Norman Taylor

Personal information
- Born: September 10, 1965 New York City, New York, U.S.
- Died: November 14, 2020 (aged 55) New South Wales, Australia
- Listed height: 6 ft 7 in (2.01 m)

Career information
- High school: Louis D. Brandeis (Manhattan, New York)
- College: Bridgeport (1984–1988)
- NBA draft: 1988: undrafted
- Playing career: 1989–1991
- Position: Center
- Number: 42

Career history
- 1989–1991: Illawarra Hawks

Career highlights
- 2× NBL All-Star (1989, 1990); Third-team Division II All-American – NABC (1987);

= Norman Taylor (basketball) =

American-Australian basketball player (1965–2020)

Norman Taylor Jr. (September 10, 1965 – November 14, 2020) was an American-Australian basketball player who played three seasons in the Australian National Basketball League (NBL) for the Illawarra Hawks. At , he played center for the Hawks. He played college basketball for the Bridgeport Purple Knights, earning All-American honors in 1987.

==College career==
Born and raised in New York City, Taylor attended the University of Bridgeport of the NCAA Division II in Bridgeport, Connecticut. He played four seasons of college basketball for the Purple Knights from 1984 to 1988. As a freshman during the 1984–85 season, he was a key component in leading the Purple Knights to the New England Collegiate Conference Championship and an NCAA Regional appearance. During his junior season, Taylor led the Purple Knights with 22.0 points and 12.1 rebounds per game. He became only the seventh all-time Bridgeport men's basketball player to be selected as an NABC All-American, earning third team honors for 1986–87. As of 2011, Taylor ranked second all-time in career points (2,170) and was still one of only three Bridgeport players to eclipse the 2,000 career-point plateau. He was inducted into the UB Athletic Hall of Fame in 2011.

==NBL career==
In 1989, Taylor moved to Australia to play for the Illawarra Hawks in the NBL. He played 67 games for the Hawks over three seasons. He averaged 27.6 points and 10.5 rebounds per game in his career and was selected to play in the NBL All-Star game in both 1989 and 1990. As of November 2020, he is the only Hawks player ever to score 50 points in a game when he posted 54 against the Eastside Spectres in May 1990 on 22-from-29 shooting from the field and 13 rebounds. He also became the first Hawks player to record a triple-double in the NBL when he recorded 27 points, 10 assists and 12 rebounds against Newcastle in 1991. He was named the Hawks' Club MVP in each of his three seasons and his career shooting percentage from the field of 65.2% remains the best in NBL history by any player. He also led the NBL in field goal shooting in 1990 at 67% and in 1991 at 70%. As of September 2017, his 1990 season is considered the greatest individual statistical season in NBL history.

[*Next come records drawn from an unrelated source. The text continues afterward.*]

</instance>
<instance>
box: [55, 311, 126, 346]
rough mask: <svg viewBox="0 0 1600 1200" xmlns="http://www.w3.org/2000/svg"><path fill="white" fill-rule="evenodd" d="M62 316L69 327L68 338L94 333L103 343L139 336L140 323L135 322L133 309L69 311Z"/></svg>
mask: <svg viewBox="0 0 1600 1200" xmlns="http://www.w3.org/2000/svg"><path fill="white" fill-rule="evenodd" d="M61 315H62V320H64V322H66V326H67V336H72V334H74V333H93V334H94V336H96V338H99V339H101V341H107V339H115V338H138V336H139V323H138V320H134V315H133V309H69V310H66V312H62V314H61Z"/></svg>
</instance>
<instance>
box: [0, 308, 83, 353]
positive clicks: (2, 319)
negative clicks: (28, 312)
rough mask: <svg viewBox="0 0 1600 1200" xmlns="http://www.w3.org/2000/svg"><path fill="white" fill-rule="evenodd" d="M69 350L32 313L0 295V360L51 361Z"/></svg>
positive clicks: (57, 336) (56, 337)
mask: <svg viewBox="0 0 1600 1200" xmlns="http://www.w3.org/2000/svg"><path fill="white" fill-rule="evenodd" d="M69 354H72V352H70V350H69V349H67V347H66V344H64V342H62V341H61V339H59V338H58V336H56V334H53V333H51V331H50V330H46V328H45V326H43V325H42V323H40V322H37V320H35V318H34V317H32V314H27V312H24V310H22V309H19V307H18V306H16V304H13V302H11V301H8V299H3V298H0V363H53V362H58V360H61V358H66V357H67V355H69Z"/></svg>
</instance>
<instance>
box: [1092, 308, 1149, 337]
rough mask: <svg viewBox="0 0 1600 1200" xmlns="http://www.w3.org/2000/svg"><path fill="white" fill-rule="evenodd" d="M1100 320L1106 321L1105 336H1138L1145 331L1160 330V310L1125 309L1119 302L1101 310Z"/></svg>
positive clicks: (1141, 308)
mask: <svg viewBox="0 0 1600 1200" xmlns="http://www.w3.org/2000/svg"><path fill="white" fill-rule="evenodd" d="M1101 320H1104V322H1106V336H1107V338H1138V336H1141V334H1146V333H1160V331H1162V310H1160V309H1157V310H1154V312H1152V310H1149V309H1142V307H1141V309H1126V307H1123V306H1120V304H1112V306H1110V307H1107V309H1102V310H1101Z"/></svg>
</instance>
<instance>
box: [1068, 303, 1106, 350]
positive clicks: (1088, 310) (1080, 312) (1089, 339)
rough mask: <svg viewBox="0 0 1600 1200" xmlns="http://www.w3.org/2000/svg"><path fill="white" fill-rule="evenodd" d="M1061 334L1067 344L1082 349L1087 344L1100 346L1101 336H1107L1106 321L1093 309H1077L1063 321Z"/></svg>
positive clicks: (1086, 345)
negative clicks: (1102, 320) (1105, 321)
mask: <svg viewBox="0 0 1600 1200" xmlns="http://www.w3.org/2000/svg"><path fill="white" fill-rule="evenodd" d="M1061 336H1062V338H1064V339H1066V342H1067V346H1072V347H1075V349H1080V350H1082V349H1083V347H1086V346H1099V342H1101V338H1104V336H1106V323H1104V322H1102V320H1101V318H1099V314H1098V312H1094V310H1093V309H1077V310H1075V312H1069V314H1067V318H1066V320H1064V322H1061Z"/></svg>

In January 2018, Taylor was named one of the 12 Greatest Hawks of All Time by the Illawarra Mercury.

==Post-playing career and personal life==
Taylor remained in Australia following his three-year NBL stint, settling down in New South Wales. He was well known in the Illawarra region and in the Wollongong suburb of Woonona. He ran a successful chicken shop and worked for Qantas. He had two sons, Jordan and Adonis, who both played basketball for Illawarra under age sides.

Taylor died from a heart attack at age 55 on November 14, 2020.